M Geddes Gengras
Known for his recent collaborative record with Sun Araw and The Congos, not to mention as a member of Robedoor, Pocahaunted and a host of other bands, M. Geddes Gengras steps out on his own for a proper full-length, operating under his god-given name. Here Gengras lets loose with two LP sides of sprawling synthscapes. Test Leads calls to mind Klaus Schulze’s Dune album or perhaps the Dune soundtrack scored by Toto and Brian Eno, but will also appeal to fans of Conrad Schnitzler and Manuel Gottsching, as well as Robert Hampson (Loop, Main), Bill Laswell, Roger Eno and Nurse With Wound. Thrown into the mix is some Sky Records / Wolfgang Riechmann-style (cold) poppiness. In a contemporary setting, Gengras could share a bill with anyone from the modern indie / pop / weirdo / drone scenes and fit right in. His suites range from odd pinball-esque plinking to cold, dystopian soundscapes, touching on all points between; Test Leads would sound good alongside releases on Mordant Music, Touch Music or Innovative Communication. These tracks could easily score the original Tron, The Black Hole or just about any episode of Nova.

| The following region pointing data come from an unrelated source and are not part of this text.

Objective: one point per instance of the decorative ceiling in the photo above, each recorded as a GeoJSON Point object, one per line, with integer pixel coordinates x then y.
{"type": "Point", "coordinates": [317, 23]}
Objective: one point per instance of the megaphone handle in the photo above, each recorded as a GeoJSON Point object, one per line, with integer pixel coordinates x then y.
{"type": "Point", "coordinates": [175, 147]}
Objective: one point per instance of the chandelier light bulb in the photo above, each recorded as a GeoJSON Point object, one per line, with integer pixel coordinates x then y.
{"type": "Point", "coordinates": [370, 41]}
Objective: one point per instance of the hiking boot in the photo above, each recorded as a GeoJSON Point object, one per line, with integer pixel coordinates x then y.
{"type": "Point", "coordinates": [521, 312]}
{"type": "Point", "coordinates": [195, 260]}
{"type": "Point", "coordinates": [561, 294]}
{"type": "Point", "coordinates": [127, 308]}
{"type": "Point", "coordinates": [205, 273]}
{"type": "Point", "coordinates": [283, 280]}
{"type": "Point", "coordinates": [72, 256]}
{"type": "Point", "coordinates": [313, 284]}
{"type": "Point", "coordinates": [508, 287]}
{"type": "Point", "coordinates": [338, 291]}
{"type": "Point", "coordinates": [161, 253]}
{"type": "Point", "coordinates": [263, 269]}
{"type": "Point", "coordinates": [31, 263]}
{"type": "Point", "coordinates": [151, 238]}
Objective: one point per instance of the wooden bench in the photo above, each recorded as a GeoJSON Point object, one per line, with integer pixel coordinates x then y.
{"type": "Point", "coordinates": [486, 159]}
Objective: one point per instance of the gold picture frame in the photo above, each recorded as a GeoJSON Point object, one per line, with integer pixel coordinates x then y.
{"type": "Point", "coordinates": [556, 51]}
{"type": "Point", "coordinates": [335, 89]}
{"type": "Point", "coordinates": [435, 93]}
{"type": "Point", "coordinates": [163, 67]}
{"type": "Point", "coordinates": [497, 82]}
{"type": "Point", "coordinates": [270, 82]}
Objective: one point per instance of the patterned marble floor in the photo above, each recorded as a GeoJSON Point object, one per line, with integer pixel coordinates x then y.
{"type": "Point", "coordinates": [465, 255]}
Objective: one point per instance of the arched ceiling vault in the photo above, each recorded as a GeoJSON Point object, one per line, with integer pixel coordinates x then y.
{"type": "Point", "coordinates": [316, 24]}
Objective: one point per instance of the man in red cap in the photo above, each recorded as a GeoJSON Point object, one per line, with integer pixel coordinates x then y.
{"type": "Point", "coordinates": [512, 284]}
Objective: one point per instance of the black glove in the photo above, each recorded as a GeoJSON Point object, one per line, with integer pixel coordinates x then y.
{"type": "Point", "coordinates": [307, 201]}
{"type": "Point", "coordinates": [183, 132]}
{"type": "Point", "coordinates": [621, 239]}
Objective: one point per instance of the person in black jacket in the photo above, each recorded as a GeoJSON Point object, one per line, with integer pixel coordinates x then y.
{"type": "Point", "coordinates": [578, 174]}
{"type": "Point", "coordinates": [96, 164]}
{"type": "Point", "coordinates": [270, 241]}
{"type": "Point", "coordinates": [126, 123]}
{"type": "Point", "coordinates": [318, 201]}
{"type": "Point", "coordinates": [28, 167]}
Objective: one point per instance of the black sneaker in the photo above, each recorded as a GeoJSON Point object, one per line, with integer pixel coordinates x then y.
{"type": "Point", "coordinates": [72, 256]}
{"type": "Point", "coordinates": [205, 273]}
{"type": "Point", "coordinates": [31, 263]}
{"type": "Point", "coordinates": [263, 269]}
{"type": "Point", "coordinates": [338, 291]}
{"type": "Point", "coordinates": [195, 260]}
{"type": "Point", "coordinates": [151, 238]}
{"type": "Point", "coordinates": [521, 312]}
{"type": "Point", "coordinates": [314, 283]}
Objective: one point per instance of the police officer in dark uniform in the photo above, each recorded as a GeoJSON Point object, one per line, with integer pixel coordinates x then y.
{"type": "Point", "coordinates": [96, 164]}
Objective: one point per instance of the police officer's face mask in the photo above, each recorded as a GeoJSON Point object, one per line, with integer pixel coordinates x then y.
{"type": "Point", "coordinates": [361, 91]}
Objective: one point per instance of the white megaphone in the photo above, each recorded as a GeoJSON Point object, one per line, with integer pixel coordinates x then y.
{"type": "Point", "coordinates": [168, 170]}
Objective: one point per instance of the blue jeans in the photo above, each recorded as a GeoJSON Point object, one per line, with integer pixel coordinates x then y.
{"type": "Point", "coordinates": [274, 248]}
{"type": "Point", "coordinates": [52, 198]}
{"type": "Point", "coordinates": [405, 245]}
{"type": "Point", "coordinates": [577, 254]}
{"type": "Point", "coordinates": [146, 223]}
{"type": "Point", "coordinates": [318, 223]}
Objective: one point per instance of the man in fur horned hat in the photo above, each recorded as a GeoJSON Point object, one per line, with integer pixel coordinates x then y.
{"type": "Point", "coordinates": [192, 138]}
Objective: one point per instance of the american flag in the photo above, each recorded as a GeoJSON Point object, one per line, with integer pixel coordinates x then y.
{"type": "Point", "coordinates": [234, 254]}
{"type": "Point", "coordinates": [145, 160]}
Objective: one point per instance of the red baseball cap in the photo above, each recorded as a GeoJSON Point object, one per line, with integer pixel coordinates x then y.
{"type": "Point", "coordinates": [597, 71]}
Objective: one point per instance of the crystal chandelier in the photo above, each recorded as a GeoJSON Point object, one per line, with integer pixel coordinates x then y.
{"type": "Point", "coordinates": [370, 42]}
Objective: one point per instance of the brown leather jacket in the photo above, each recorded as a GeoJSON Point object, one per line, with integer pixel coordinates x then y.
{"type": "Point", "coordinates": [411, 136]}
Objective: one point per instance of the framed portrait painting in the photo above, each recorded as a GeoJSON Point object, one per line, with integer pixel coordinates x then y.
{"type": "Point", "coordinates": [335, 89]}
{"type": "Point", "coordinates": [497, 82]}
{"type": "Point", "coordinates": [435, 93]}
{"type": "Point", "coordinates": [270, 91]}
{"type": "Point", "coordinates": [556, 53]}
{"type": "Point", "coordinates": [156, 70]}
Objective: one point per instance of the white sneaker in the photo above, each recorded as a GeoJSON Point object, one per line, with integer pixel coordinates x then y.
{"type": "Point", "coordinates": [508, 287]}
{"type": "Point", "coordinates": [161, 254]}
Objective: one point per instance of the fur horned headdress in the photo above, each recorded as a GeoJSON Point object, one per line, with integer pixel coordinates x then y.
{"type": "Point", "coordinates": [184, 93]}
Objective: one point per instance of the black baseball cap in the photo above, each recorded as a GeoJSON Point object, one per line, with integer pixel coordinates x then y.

The latest double LP from Los Angeles synthesis figurehead M. Geddes Gengras consolidates his entire arsenal of techniques and compositional tricks into a four-sided opus of immersive sound worship. Recorded and assembled across six years and far-flung geographies (California, Connecticut, The Netherlands), "Interior Architecture" was imagined as an "impossible object," simultaneously stark and lush, sprawling and concise, analog and digital. Gengras' array of processing modules allow for a near-infinite complexity of texture and movement: tones rise and morph and recede, inscrutable chords float in space, elements integrate and then refuse resolution. Long-time associate Seth Kasselman guests on clarinet throughout Side C but otherwise "Architecture" is, as per usual, a solitary affair – the rogue alchemist alone at his mainframe, the laboratory thick with smoke. His is an ambiguous and experiential form of tactile psychedelia, electronic rorschach tests for the 21st century. Gengras' own assessment is suitably consuming: "At its best it should feel like sinking into really warm quicksand or dying of hypothermia."